In more detail, the Examining Division had originally refused the application as being excluded from patentability in accordance with the provisions of Art. 53(a) EPC in combination with R28(c) EPC, specifically for being directed to uses of human embryos for industrial or commercial purposes. However, a product derived from a human embryo, which did not involve its destruction, is allowable. In the first auxiliary request of the appeal, the applicant attempted to overcome the objection over non-patentable subject matter by disclaiming from the method claim cells obtained by “means of a process in which human embryos are destroyed”.
However, the disclaimer was held to be unallowable as it did not meet the “remaining subject matter” test established by the Board of Appeal in case G2/10. This test requires that the subject matter remaining in the claim after the disclaimer must be – explicitly or implicitly – directly and unambiguously disclosed to the skilled person, using common general knowledge, in the application as filed.
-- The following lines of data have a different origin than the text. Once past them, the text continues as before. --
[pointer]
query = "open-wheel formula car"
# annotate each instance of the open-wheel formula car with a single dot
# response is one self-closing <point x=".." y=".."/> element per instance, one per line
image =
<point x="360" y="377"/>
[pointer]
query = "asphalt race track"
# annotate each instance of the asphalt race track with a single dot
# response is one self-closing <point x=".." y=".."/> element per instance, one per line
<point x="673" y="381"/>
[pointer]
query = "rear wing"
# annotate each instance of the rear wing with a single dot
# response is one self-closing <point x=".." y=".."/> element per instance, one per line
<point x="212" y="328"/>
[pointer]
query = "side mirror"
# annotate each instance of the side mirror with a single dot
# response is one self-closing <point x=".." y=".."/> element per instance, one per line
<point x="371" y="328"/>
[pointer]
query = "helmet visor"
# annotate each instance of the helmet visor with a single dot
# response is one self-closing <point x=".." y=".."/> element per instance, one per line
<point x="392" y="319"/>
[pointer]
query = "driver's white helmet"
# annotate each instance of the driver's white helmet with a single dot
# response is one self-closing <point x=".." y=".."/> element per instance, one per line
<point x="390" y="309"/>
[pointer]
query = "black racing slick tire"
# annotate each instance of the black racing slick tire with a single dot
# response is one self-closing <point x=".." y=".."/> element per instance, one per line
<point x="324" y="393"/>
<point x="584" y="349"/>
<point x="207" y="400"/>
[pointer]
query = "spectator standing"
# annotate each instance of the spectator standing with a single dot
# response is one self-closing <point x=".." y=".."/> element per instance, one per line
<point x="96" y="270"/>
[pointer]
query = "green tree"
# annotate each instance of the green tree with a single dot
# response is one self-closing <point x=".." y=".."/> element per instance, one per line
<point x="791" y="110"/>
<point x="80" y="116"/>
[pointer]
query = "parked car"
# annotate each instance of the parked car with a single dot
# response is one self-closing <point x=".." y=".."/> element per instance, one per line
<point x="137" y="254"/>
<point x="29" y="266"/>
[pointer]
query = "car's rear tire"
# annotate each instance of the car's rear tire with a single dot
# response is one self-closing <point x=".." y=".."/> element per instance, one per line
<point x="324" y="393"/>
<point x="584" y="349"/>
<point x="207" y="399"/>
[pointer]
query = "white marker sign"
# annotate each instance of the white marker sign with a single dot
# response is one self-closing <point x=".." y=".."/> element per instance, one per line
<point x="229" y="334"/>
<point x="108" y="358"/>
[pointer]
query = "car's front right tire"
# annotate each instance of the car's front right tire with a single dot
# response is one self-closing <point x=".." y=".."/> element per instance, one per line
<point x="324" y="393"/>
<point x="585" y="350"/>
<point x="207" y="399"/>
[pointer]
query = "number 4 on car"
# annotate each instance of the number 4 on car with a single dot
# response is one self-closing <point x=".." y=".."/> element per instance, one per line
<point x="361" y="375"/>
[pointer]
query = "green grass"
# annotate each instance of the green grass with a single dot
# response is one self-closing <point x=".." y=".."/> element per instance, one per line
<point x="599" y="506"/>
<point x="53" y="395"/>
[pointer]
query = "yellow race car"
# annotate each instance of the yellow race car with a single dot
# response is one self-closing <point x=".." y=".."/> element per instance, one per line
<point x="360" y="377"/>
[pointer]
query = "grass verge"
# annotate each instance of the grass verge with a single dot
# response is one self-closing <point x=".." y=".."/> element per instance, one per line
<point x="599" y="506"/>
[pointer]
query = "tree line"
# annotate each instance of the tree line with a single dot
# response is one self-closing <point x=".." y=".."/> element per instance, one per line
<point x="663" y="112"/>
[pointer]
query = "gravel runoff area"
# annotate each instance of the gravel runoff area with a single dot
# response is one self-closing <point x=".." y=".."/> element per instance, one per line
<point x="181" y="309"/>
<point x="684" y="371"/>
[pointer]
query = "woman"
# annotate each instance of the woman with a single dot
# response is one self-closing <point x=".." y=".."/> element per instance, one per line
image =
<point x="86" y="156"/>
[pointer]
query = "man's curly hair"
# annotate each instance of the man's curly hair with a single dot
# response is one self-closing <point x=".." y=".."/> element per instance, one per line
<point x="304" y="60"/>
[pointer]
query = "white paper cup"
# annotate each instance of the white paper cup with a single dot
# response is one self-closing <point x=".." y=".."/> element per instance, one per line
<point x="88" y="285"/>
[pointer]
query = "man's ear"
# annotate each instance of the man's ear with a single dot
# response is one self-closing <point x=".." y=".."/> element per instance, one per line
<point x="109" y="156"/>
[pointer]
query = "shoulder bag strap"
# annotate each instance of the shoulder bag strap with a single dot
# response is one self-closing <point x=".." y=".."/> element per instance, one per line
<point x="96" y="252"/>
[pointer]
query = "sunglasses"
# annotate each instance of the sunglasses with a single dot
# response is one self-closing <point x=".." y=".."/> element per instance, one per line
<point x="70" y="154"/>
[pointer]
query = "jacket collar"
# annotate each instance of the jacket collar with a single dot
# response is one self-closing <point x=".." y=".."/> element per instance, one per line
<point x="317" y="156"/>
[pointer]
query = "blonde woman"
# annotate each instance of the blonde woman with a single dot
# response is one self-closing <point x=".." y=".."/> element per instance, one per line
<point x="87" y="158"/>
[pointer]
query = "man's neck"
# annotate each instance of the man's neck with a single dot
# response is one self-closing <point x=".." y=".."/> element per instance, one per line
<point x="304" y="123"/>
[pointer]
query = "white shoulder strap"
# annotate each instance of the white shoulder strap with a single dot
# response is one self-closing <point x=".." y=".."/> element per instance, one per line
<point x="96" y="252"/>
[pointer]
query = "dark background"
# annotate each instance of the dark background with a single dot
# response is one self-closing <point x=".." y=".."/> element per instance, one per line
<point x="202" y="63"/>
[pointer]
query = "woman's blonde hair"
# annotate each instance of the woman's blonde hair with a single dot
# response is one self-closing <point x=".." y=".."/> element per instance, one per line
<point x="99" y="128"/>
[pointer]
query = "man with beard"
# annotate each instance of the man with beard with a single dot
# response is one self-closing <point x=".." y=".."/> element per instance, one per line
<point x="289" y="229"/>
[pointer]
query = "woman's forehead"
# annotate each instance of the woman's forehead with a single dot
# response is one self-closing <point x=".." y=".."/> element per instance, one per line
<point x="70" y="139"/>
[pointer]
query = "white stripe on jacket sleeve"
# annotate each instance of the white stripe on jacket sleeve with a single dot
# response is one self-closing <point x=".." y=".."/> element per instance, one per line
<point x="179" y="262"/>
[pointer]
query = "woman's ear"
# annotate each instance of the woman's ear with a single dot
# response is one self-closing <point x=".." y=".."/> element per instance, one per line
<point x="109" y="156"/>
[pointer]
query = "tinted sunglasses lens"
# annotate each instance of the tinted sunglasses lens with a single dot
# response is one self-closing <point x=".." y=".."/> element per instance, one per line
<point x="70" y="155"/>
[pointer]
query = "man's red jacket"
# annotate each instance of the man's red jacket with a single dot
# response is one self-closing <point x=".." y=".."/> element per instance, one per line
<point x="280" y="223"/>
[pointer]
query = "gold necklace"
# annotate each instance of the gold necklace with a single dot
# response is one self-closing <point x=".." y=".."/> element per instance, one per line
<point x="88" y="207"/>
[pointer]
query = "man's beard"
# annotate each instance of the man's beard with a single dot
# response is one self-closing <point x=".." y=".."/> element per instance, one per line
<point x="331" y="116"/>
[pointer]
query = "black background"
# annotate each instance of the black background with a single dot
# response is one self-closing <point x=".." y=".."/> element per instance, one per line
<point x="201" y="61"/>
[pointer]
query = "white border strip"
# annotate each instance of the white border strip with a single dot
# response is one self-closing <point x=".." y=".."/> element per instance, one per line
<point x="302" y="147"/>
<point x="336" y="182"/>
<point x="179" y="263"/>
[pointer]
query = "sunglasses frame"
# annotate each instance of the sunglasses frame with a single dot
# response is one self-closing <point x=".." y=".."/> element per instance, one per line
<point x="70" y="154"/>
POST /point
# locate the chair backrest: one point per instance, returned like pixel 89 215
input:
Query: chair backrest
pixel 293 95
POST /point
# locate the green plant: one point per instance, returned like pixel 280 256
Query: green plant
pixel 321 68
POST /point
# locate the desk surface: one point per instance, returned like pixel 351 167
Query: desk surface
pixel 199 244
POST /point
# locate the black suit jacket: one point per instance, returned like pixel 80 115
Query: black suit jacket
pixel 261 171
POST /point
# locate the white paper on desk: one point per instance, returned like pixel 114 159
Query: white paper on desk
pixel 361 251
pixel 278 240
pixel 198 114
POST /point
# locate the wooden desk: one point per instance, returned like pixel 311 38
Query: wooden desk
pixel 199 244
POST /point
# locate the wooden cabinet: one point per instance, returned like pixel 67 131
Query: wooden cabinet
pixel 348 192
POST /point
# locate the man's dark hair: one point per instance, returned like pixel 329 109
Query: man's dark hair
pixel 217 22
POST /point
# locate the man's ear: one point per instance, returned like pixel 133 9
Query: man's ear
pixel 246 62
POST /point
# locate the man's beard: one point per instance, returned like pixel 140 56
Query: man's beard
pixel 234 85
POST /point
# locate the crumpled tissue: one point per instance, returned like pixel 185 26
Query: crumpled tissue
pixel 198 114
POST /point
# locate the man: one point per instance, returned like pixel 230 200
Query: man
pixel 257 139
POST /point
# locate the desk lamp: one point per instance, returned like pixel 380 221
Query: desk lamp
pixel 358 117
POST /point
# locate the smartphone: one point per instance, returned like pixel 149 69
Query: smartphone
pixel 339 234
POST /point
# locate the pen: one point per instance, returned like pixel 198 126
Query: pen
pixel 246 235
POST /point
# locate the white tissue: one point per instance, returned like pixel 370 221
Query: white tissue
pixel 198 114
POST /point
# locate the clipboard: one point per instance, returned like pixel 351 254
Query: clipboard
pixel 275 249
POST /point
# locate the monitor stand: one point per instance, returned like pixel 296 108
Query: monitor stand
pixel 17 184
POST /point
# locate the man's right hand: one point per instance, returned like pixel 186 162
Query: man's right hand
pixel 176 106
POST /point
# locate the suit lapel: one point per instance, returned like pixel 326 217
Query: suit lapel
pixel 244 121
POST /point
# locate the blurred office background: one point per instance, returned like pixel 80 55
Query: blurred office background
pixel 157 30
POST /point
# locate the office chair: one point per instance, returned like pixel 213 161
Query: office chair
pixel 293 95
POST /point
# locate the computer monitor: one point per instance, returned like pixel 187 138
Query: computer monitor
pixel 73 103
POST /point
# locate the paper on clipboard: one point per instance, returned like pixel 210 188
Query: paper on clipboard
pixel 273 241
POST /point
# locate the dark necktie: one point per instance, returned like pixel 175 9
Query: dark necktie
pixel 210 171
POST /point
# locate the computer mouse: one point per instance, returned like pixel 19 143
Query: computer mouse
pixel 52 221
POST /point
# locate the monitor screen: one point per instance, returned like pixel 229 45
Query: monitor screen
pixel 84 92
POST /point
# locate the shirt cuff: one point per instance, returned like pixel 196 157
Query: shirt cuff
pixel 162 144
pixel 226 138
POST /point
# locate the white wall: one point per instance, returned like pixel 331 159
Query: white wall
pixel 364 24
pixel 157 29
In this instance, the subject matter remaining after the disclaimer related to a method of culturing pPS cells (including hES cells) derived, only and exclusively, from non-destructive methods.
The Board reasoned that the technique for isolating a single hES cell without destroying the embryo disclosed in Verlinsky et al. (2001) was not sufficient to carry out the method of the amended claim, which necessarily required the culture of any isolated hES cell to obtain an established culture of hES cells (derivation). Rather, it was held that a method of producing hES cell lines without destroying a human embryo in any production step was only disclosed by Chung et al. in 2008, seven years after the priority date. Of note, the Board also ruled out the use of Klimanskaya et al. (2006) as basis for the availability of a technique for culturing hES cells without destroying human embryos.
The rejection of the Verlinsky and Klimanskaya publications means that unless any further relevant publications are discovered, the EPO will continue to treat the Chung et al. 2008 paper as being the first to disclose a method of producing hES cell cultures without destroying a human embryo in any production step.
Applicants should therefore note that the Board of Appeal’s decision in this case confirms that disclaimers in patent applications related to R28(c) EPC (the exclusion of uses of human embryos for industrial or commercial purposes from patentability) can only be validly applied in patent applications with an effective filing date after the publication of Chung et al. (7 February 2008).